If a node’s private key is lost or the key pair is replaced, the process of on-chain revocation of the old DH-ID and registration of a new identity must be performed;

• The system supports the NodeRevoke() and NodeRebind() interfaces to prevent attack vectors caused by identity drift;

• All change records are stored on-chain, available for invocation by the computing power verification and reward distribution systems.

6) Usage Integration

Node DH-ID will be used for:

• Encrypted identity marker in the communication layer (Encrypted Packet Header);

• Computing power verification signature field;

• Reward attribution and distribution mapping;

• Identity verification for node governance participation;

• Zero-knowledge identity binding (future expansion).

Example

ECDH public  key：
pk = 0x04593a8f...acf11

DH-ID = SHA256(pk) = 
0xb14e925c6fe498bb2d7a12c7cf3af6fd48ff28f1b9...

sign：
Sig(0xb14e... | wallet_addr)

On-chain Node Identity Registration

To ensure verifiability, anti-forgery capability, and on-chain traceability of all node identities, DF Protocol implements an identity declaration mechanism that integrates cryptographic signatures with smart contracts. This process serves as the trust foundation for secure communication, computing-power verification, and revenue attribution.

1) Design Objectives

• Ensure every node’s DH identity is publicly verifiable on-chain

• Bind each identity to the node’s controlled wallet address to prevent impersonation and attacks

• Provide a secure, lightweight, and auditable declaration and update workflow

• Offer an identity anchor for communication encryption and computing-power rewards

2) Core Components

• Node DH-ID: A unique identity identifier generated by hashing the node’s ECDH public key

• Wallet Address: The wallet address controlled by the node, used for declaration signatures and governance binding

• Identity Registry Contract: The smart contract deployed on-chain to manage node-identity registration

• Sig_Wallet(DH-ID): A signature of the DH-ID using the wallet’s private key, proving ownership of the DH identity

3) Registration Workflow

Step 1: Identity Generation The node locally generates an ECDH key pair (sk, pk), and computes its DH-ID by hashing the public key:

DH-ID = SHA256(pk)

Step 2: Declaration Signature

The node uses its wallet private key to sign the DH-ID, producing the ownership proof:

Signature = Sign(wallet_sk, DH-ID)

Step 3: On-chain Registration Submission The node calls the on-chain registry contract method registerNode(DH-ID, pk, signature) and submits:

• DH-ID: Identity identifier

• pk: ECDH public key (or compressed form)

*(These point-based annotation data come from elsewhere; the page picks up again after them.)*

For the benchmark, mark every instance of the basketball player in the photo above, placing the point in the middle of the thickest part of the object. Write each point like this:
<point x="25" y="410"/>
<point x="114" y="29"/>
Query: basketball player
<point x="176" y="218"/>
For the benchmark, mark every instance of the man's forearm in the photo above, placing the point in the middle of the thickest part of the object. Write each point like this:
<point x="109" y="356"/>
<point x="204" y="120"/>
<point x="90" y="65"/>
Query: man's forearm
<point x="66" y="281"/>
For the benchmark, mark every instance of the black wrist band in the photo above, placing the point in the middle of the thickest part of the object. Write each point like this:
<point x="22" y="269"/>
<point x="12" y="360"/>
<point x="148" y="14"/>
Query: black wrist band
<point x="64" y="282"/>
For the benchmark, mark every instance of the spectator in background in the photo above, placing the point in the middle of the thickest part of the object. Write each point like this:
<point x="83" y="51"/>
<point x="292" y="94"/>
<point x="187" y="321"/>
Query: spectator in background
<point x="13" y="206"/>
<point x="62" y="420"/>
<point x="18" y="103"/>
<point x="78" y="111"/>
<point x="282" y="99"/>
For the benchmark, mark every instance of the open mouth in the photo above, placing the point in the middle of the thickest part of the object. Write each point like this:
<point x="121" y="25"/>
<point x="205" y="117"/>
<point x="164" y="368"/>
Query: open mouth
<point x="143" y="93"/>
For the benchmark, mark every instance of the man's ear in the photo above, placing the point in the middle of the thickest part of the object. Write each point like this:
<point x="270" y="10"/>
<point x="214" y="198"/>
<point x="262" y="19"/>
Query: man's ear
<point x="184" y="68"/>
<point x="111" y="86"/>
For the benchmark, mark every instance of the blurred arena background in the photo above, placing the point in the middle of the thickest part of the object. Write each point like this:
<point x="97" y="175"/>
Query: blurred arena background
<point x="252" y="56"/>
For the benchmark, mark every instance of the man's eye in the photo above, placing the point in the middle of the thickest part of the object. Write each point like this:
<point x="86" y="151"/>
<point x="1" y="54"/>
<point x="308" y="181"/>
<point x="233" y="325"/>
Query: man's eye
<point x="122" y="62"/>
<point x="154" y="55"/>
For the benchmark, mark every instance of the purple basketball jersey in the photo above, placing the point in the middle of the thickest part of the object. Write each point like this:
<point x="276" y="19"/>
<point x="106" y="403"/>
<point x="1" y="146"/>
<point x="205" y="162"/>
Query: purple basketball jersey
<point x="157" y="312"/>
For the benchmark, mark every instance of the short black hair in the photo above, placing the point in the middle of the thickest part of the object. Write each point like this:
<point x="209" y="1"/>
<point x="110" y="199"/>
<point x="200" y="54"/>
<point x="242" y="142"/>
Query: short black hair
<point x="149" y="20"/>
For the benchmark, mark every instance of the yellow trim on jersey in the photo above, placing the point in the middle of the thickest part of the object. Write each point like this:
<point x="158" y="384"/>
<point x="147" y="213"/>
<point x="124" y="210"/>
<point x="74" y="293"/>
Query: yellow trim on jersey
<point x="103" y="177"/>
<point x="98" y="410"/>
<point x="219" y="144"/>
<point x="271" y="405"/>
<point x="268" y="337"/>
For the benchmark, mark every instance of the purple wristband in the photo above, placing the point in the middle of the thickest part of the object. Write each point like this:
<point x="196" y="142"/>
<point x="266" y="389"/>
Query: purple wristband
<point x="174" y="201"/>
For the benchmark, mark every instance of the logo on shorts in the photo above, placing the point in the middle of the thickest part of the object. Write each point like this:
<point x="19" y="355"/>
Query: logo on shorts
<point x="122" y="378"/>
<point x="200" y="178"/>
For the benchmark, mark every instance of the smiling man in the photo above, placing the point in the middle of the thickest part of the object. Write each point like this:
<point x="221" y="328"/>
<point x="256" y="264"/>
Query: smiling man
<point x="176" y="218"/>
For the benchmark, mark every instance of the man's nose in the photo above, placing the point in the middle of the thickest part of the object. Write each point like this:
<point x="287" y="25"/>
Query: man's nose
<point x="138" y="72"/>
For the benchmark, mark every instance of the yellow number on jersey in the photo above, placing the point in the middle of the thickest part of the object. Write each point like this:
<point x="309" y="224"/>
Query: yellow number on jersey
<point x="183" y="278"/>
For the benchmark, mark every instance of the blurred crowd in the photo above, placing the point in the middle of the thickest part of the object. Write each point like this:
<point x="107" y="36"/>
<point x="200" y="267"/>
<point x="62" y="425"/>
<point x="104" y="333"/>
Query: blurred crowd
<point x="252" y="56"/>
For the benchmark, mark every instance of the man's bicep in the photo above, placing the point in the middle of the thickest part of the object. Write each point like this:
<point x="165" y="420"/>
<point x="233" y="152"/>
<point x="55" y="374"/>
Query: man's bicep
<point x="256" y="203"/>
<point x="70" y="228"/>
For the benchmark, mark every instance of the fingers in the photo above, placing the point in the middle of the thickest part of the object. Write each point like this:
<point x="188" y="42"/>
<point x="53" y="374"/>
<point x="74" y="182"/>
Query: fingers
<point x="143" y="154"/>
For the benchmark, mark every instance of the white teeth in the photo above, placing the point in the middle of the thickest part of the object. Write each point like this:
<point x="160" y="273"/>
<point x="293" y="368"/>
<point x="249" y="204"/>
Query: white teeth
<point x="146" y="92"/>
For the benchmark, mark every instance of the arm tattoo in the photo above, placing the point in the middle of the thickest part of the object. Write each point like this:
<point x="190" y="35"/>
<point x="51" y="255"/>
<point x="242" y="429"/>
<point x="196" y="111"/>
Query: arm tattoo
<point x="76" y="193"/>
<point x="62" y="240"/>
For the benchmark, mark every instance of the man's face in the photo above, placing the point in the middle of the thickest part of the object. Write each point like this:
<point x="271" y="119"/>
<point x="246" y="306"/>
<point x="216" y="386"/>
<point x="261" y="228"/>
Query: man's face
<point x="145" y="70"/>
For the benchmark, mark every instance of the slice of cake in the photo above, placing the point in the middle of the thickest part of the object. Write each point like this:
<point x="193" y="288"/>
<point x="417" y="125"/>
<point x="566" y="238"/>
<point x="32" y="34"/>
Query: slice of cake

• Signature: Wallet signature proving ownership

Step 4: On-chain Verification The registry contract performs the following checks:

• Verify the signature: Verify(wallet_addr, DH-ID, signature)

• Check whether the DH-ID already exists to prevent duplicate registrations

• Write the identity mapping into on-chain storage

mapping(bytes32 => NodeIdentity) public nodeRegistry;

struct NodeIdentity {
    address wallet;
    bytes pubkey;
    uint64 registeredAt;
    bool revoked;
}

4）Interface Description

function registerNode(bytes32 dhId, bytes calldata pubkey, bytes calldata signature) external;
function revokeNode(bytes32 dhId) external;
function getNode(bytes32 dhId) view returns (NodeIdentity memory);

5）Security Properties

Mechanism	Security Objective
Wallet Signature	Proves identity ownership and prevents forged declarations
On-chain Storage	Provides an auditable, queryable identity index
Immutable Mapping	Prevents identity spoofing and replay attacks
Freeze & Revoke	Supports identity rotation or handling lost private keys

6）Identity Lifecycle

State	Description
Unregistered	The node has not yet declared its identity
Registered	Identity declaration completed; node becomes eligible to participate
Revoked	Identity is terminated by the node or the governance system
Re-bindable	Allows registering a new identity after unbinding the old DH-ID

7）Application Interface Call Paths

• The communication layer reads the on-chain DH-ID mapping to prevent MITM attacks.

• When verifying a node’s signature on computing-power submissions, it retrieves the DH-ID → wallet-address mapping.

• The reward module uses the wallet address to determine the rightful incentive recipient.